How a lien actually gets resolved when you sell
Selling a house does not require paying off a lien out of pocket beforehand. The process runs through a title and escrow company:
- The title company runs a title search and preliminary report, which lists every lien recorded against the property.
- For each lien, the title company (or the seller) requests a current payoff statement from the lienholder — the exact amount needed to release it, which can differ from an old balance the owner remembers.
- At closing, the title company pays each lienholder directly out of the sale proceeds, in the order liens have priority, and records the releases.
- Whatever is left after every lien, the standard closing costs, and any commission (none, in a direct sale to us) goes to the seller.
This is routine work for a title company — it does not require special handling or scare off a legitimate buyer.

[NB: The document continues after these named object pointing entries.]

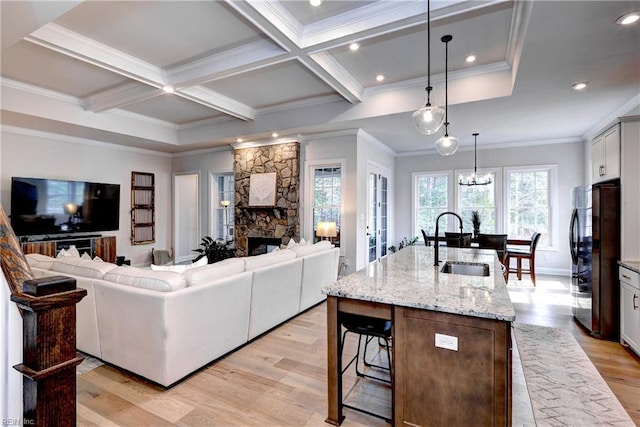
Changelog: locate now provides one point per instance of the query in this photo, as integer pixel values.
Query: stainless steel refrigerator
(594, 240)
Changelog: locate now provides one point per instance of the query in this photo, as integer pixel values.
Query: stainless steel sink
(465, 268)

When liens add up to more than the house is worth
If the payoffs together exceed what the house will sell for, the sale becomes a short sale. Every lienholder that would not be paid in full — usually starting with the mortgage lender — has to approve accepting less than they are owed before the sale can close. This is slower and less certain than a normal sale, but it is a well-established path lenders use rather than take back a house through foreclosure. The earlier a lender is contacted, the more options exist.
How this works with us
Tell us about any liens you know about when you request an offer — we build the payoff amounts into the numbers up front rather than finding out at closing. Our title company handles ordering payoff statements and paying lienholders directly from the proceeds, the same as described above. If the situation looks like it may be underwater, we say so honestly rather than stringing you along toward a sale that will not close.
Frequently asked questions
Can I sell my house if it has a lien on it?

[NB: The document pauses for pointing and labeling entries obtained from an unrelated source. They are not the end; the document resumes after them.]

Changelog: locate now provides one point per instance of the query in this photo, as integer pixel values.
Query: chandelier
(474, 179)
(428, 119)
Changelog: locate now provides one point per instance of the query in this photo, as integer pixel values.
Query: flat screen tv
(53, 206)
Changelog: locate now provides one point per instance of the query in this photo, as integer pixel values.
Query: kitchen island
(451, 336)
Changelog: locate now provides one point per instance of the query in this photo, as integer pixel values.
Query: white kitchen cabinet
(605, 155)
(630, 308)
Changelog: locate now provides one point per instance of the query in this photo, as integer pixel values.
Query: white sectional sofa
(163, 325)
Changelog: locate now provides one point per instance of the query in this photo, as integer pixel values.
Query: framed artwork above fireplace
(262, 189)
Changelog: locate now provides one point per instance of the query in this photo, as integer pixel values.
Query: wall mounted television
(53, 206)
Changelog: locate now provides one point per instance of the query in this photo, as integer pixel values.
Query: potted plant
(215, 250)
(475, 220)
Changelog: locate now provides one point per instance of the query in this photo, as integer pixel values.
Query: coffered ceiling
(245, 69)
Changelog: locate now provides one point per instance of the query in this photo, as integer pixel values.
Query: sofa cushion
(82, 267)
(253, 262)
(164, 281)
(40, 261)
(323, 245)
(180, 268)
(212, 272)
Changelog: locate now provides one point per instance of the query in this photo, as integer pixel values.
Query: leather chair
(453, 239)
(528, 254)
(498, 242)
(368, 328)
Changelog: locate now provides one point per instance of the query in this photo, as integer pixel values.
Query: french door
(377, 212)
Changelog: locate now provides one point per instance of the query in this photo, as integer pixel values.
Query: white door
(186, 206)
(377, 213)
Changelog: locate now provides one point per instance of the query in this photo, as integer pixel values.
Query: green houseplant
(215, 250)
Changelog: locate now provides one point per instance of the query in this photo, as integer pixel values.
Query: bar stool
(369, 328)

Yes, in almost all cases. The lien is paid off at closing out of the sale proceeds through the title company — you do not need to pay it out of pocket first.
How do I find out what liens are on my house?

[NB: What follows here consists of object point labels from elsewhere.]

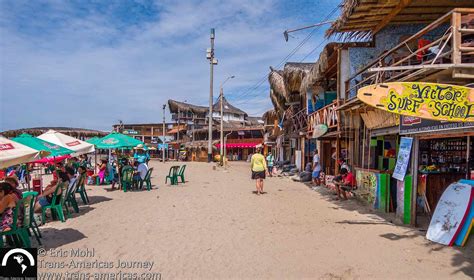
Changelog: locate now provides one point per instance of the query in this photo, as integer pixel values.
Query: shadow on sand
(463, 259)
(53, 238)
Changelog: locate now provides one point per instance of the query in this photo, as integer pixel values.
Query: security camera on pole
(222, 119)
(212, 62)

A title company can run a preliminary title report listing every recorded lien, usually free once a sale is underway. You can also search the county recorder's office directly, though a title report is more thorough since it also catches state and federal filings.
What if the liens are worth more than the house?
That is called being underwater on the property. A short sale may still be possible if each lienholder — often the mortgage lender first — agrees in advance to accept less than they are owed. It takes longer and requires their approval.
Does a lien have to be paid off before I sell, or can it come from the sale price?
In a typical sale, it comes out of the sale proceeds at closing. The title company gets a payoff statement and pays the lienholder directly, and you receive what is left.
This often comes up alongside inherited property, where liens or debts belonged to someone who has passed away. We buy houses with liens in Phoenix, Mesa, Tucson, and across Arizona.
This guide is general information about liens and is not legal or financial advice. Lien priority, payoff amounts, and short-sale approval depend on your specific lenders, lienholders, and county records — consult an Arizona real estate attorney or title company about your situation.